Though the demonstrations were peaceful, this in no way implies Argentina is any better off than it was a year ago.
Over 50% live beneath the line of poverty and around 25% are unemployed. The night streets of Buenos Aires are flooded with the now infamous “carteneros” who scavenge through the trash looking for enough cardboard to make $2 USD each night, enough so they can eat. Though many Argentines do their best to help them, such acts of solidarity as sorting their trash, or cooking them food, the only beauty in this kind of work is that it is work. Others are not making enough to eat.
20% of Argentina’s children are malnourished. The papers are filled weekly with photos of children dead and dying, unable to eat. 3 children die each week. The are not dying for a lack of food as Argentina is the world’s forth largest exporter of food and the supermarket shelves are full.
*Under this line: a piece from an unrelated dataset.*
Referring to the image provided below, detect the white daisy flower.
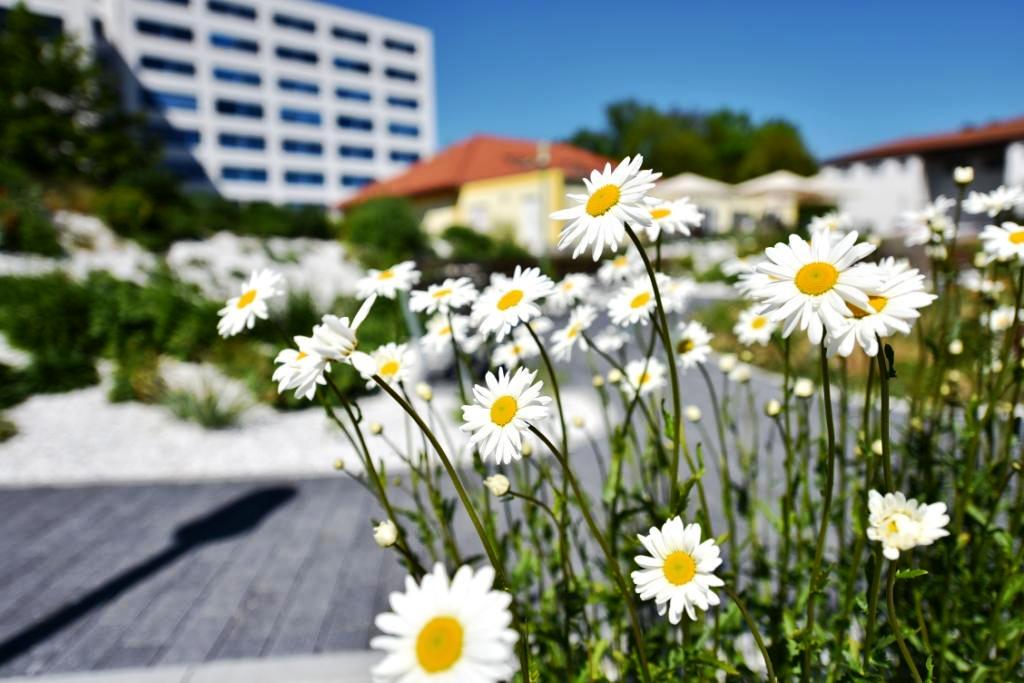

They are dying as a result of the lack of access to food and social services. As Argentina recently defaulted on its loans to the IMF, its people will not recieve any more loans, but had it paid it would have have had to cut more social funding. A lose, lose situation.
Poverty is violence, and violence kills children.
Just last week a 13 year-old boy was killed stealing Christmas decorations from a neighbor’s yard. Earlier he had asked his mom why they couldn’t have something to decorate the door with. His mother told him, because they didn’t have the money. After a night time soccer game he decided to get some decorations. He climbed into a neighbors yard and took around $2 USD worth of Christmas decorations. As he left the yard the owner of the house appeared and fired six shots. One bullet hit the child in child in the chest.
Neighbors said the man had recently been assaulted by a gang of youths and was “jumpy.”
The crime cycle often begins with the will to survive. However, this will does not always have to lead to violence, as so many have demonstrated over the years in Argentina. During the last years over 100 factories have been occupied and then reopened by its workers. When the creditors came knocking last year, many factories were abandoned or closed by their owners, but the workers refused to leave. With their will to work, and with the support of the communities behind them, the factories are working. They work often at reduced salary, but they are working. And in Argentina work means survival.
There is no doubt Argentina is in severe economic crisis, and within this crisis there are good people, doing good things. Though it is often difficult to find the ‘good’ examples, they exist. One cannot deny the power and importance of the will of so many for both peace and justice. The demonstrations of the last two days are perhaps as meaningful as the first. Despite the memory of last year’s violence, the baiting rumors, the uncertainty of the future, the will of many prevailed and violence was overcome. In this time of ever lurking war and other acts of violence we need to exalt these examples of non-violence every chance we get. Although the Argentines are truly terrorized by the products of poverty, crime and hunger, they chose to fight it, peacefully.